Jean François Ndongou plaide en faveur d’une augmentation du nombre de députés issus des partis politiques, arguant que cela permettrait une meilleure prise en compte des enjeux politiques. Cependant, certains observateurs estiment que cette demande témoigne d’une nostalgie pour une époque où les parlementaires votaient des lois en faveur du renforcement du pouvoir d’un parti politique spécifique, ce qui serait contraire aux objectifs de la transition.
Il est crucial de rappeler que le choix des nouveaux parlementaires doit reposer sur des considérations techniques, telles que les lois électorales, les règles de scrutin et les circonscriptions. Ces aspects techniques sont essentiels pour garantir un prochain processus électoral transparent et inclusif. Une composition déséquilibrée de l’organe législatif transitoire, avec un nombre excessif de députés issus de partis politiques, pourrait compromettre cette neutralité technique et influencer la dynamique politique au sein de cet organe.
Au lieu de plaider pour une augmentation du nombre de députés issus de partis politiques, il serait plus opportun d’envisager une légère réduction de leur nombre. Cette modification pourrait avoir des implications positives sur la représentativité politique, la stabilité gouvernementale et d’autres aspects techniques importants. Il est temps de rééquilibrer la balance entre les aspects techniques et politiques du système électoral et de la composition de l’organe législatif transitoire. Le Gabon doit éviter de trop politiser ce processus et prendre en compte les besoins politiques actuels.

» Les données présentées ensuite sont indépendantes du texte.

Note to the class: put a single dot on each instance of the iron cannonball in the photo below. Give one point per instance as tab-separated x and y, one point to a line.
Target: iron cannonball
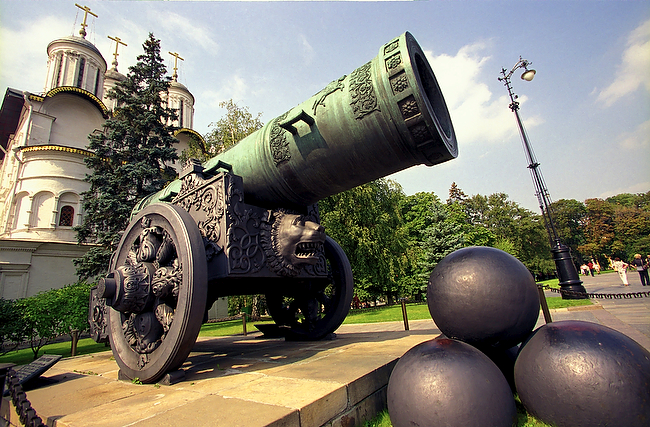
483	296
576	373
445	382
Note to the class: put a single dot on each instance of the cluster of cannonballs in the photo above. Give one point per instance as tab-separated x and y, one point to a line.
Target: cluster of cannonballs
568	373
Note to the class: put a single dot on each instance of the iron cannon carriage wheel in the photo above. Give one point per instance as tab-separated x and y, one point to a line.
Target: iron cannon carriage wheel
161	258
322	308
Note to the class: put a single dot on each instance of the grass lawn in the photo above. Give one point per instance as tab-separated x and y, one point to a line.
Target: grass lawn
523	418
233	327
24	356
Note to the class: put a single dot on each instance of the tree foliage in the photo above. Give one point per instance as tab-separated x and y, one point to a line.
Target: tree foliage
45	316
132	158
366	221
234	126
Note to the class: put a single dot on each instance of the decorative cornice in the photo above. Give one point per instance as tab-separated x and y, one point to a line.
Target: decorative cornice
57	148
82	92
191	132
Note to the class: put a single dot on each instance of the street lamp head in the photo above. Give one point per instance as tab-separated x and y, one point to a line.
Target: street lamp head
528	75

La demande de Jean François Ndongou d’augmenter le nombre de députés issus des partis politiques au sein de l’Assemblée Nationale de Transition au Gabon est donc inopportune. Il est plutôt impératif de maintenir un équilibre entre les aspects techniques et politiques de la composition de cet organe législatif. Plutôt que d’opter pour une augmentation, une légère réduction du nombre de députés politiques pourrait favoriser la représentativité et la stabilité gouvernementale. Le Gabon doit prendre en compte ces considérations pour répondre aux besoins politiques actuels tout en respectant les objectifs de la transition.